O que é a Montanha Pickaxe e o monitoramento por satélite
Situada nas proximidades da conhecida usina de enriquecimento de urânio de Natanz, a Montanha Pickaxe abriga uma vasta rede de túneis e galerias subterrâneas. De acordo com analistas de inteligência militar, a engenharia do local foi desenhada para resistir até mesmo aos impactos de bombas do tipo Bunker Buster, projetadas para perfurar blindagens de concreto e solo profundo antes da detonação.

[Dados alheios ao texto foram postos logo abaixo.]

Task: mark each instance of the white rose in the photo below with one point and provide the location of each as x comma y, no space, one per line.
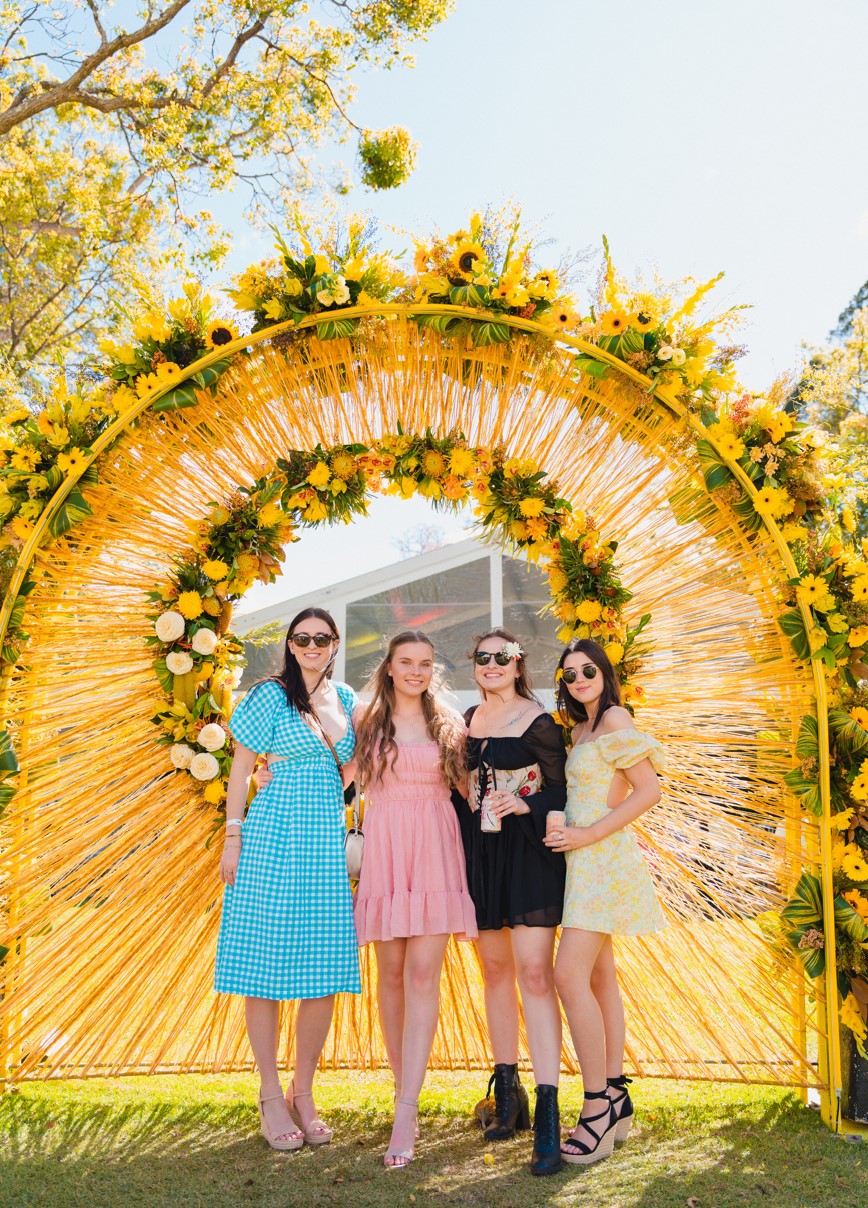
169,626
204,642
181,755
204,766
179,662
213,737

• Janeiro a Fevereiro de 2026: Relatórios do Instituto para Ciência e Segurança Internacional apontaram obras de fortificação nas entradas leste e oeste do complexo, com aplicação de novas camadas de concreto.
• Junho de 2026: Imagens de satélite captadas pela empresa de monitoramento Vantor registraram movimentação contínua de caminhões de carga e maquinário pesado nos acessos subterrâneos.
As imagens levantaram suspeitas de agências ocidentais sobre uma possível violação do Memorando de Entendimento assinado pelas duas potências em 17 de junho. Questionado sobre os planos de contingência, o Pentágono informou que não se pronunciará sobre relatórios de inteligência ou operações em andamento por motivos de segurança estratégica.